Xebia est un cabinet de conseil international spécialisé dans les technologies Big Data, Web, les architectures Java et la mobilité dans des environnements agiles. Depuis plus de 15 ans, nous avons la volonté de partager notre expertise et nos actualités à travers notre blog technique.

Commentaire

6 réponses pour " Revue de Presse Xebia "

  1. Publié par , Il y a 10 années

    La mort du SOA est très largement exagérée. Quant aux analystes… pfff. Disons que, comme des critiques de cinémas, ils sont nés en espérant être acteurs ou réalisateurs avant d’admettre la triste réalité.
    Pour NetBeans, l’intégration avec GlassFish Prelude couvre également Groovy/Grails. Guillaume va crier au complot! :)
    -Alexis, supporter de Jersey *et* Metro.

  2. Publié par , Il y a 10 années

    En ce qui concerne la sortie de Netbeans 6.5, dans la partie « l’amélioration et l’intégration de nouvelles technologies de développement » et les plugins liés, il faut noter l’ajout du nouveau plugin pour Scala : http://www.scala-lang.org/node/353

    Dans les infos intéressantes, il manque aussi la sortie de Tapestry 5 en RC (http://tapestryjava.blogspot.com/2008/11/tapestry-5016-release-candidate-it-out.html , et une RC2 qui a suivi cette semaine), après presque 20 mois depuis la première release 5.0 publicque.
    C’est intéressant parce que Tapestry 5 semble avoir un certain succès et de belles références en France avec le lancement du nouveau site de Météo France (qui accuse ses 800 000 visiteurs/jour).
    La finale pour noël ?

  3. Publié par , Il y a 10 années

    Mort du SOA ? Le *billet* de chez Gartner est ironique : il décrit les médiocres raisons pour lesquelles un projet SOA échoue (manque de sponsor, …). En faire une lecture au premier degré, et conclure que *Gartner Group* pense que SOA est mort, c’est singulièrement manquer d’a propos.

  4. Publié par , Il y a 10 années

    @Bruno,

    Je perçois plus de l’humour que de l’ironie dans le billet de Frank Kenney (Gartner). Comme je vois de l’humour dans le titre de la conférence que le Gartner organise le mois prochain : SOA Horror Stories: Seven Common SOA Mistakes and How to Avoid Them.

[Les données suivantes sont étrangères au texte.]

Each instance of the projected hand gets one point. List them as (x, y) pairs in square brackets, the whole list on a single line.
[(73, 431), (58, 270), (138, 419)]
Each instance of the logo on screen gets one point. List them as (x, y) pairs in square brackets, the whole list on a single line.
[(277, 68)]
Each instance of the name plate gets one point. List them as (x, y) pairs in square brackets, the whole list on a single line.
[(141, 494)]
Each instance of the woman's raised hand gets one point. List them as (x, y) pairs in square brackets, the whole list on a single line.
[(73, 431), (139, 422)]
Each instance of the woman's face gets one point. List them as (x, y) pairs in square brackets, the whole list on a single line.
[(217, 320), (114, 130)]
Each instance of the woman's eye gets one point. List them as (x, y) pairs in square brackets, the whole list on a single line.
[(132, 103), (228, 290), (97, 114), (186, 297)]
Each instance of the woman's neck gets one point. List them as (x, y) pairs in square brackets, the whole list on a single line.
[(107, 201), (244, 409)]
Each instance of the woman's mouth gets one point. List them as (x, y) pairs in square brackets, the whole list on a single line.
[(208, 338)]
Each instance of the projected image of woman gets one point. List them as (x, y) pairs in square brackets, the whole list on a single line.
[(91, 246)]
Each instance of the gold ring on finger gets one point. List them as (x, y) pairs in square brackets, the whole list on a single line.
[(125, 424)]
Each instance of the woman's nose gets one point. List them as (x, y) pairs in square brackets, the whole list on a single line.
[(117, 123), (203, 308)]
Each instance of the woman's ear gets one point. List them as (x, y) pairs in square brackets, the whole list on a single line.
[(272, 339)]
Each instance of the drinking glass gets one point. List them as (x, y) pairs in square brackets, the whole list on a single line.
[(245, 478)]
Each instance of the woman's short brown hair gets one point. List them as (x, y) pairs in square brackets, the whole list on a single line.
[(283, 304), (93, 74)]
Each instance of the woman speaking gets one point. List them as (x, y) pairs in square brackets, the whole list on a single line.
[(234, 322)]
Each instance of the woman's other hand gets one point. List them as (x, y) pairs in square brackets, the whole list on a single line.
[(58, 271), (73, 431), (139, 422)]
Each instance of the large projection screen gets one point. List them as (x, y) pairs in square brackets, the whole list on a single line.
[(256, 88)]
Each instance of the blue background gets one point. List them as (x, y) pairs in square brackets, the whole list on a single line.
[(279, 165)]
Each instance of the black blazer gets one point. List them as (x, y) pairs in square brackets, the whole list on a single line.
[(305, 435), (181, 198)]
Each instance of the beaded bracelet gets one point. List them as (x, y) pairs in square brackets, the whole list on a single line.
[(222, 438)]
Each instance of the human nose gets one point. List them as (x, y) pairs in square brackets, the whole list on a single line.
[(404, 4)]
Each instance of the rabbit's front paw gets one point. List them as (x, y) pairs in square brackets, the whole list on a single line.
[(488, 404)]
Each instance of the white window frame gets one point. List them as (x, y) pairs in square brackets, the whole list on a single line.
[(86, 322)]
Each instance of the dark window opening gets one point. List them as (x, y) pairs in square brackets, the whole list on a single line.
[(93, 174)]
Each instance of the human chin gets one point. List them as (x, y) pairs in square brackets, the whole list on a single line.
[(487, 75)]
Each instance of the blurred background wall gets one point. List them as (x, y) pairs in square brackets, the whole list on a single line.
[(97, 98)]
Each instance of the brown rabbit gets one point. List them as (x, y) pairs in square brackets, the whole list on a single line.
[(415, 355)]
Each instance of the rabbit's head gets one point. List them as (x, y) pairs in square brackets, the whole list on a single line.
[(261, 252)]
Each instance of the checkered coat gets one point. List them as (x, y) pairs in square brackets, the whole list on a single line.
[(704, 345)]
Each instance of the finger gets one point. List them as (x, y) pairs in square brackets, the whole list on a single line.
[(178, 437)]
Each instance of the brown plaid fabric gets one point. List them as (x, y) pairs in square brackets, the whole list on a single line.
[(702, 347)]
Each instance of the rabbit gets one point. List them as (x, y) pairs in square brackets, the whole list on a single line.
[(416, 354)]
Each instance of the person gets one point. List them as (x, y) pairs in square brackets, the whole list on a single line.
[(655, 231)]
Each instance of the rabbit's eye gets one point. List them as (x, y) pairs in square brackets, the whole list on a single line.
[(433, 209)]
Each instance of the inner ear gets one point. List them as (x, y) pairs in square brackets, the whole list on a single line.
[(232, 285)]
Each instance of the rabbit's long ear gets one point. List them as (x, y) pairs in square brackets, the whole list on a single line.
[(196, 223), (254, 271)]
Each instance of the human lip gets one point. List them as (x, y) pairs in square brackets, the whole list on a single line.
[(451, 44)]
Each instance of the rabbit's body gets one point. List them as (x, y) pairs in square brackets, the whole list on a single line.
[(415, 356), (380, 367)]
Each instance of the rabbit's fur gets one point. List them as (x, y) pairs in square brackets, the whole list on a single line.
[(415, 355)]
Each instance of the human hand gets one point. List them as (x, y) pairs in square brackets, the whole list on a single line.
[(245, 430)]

    Je vous rejoins complètement sur le fait que SOA n’est pas mort. Certains principes apportent beaucoup de valeur aux entreprises (cf Enterprise Integration Patterns, etc) mais SOA est très difficile à mettre en oeuvre. Les attentes de SOA ont été excessives et les résultats trop souvent décevants.
    La gouvernance a été un des principaux points d’achoppement : peu d’entreprises ont accepté les changements d’organisation que demandaient les approches SOA.

    Le Hype Cycle semble s’appliquer à SOA : après un engouement qui a souvent manqué de réalisme, nous entrons dans la phase de désillusion. Les retours sur des échecs de projets SOA fleurissent en ce moment (notamment chez Gartner et Burton Group).

    Et non, nous ne croyions pas que SOA est mort, après la phase de désillusion, le Hype Cycle du Gartner prédit un retour à la normale avec une vision plus réaliste des choses.

    Cyrille (Xebia)

  5. Publié par , Il y a 10 années

    I apologize I can’t write French very well, so I will respond in English to the question about the relationship between Distributed OSGi and SCA in the OSGi news item.

    Distributed OSGi is simply a mechanism to extend OSGi properties to mark a service as being remote, or remotable. The actual middleware used to implement the distributed features is configurable. In the case where a single middleware system is used, SCA isn’t really used. A set of « intents » which are like abstract policies are derived from SCA to identify special qualities of the remote service, especially so a service requester can discover the remote service it wants.

    When multiple middleware systems are involved in the solution, SCA is used as the single example of extended metadata (the metatada type for extended metadata can be defined, but to date we have only specified SCA as an additional metadata type).

    I should add that the basic model is really to extend OSGi and remain as compatible with existing OSGi mechanisms as possible. Service discovery is not changed but if you discover that a service you want to invoke is remote, the next step is to obtain the necessary metadata to configure the middleware.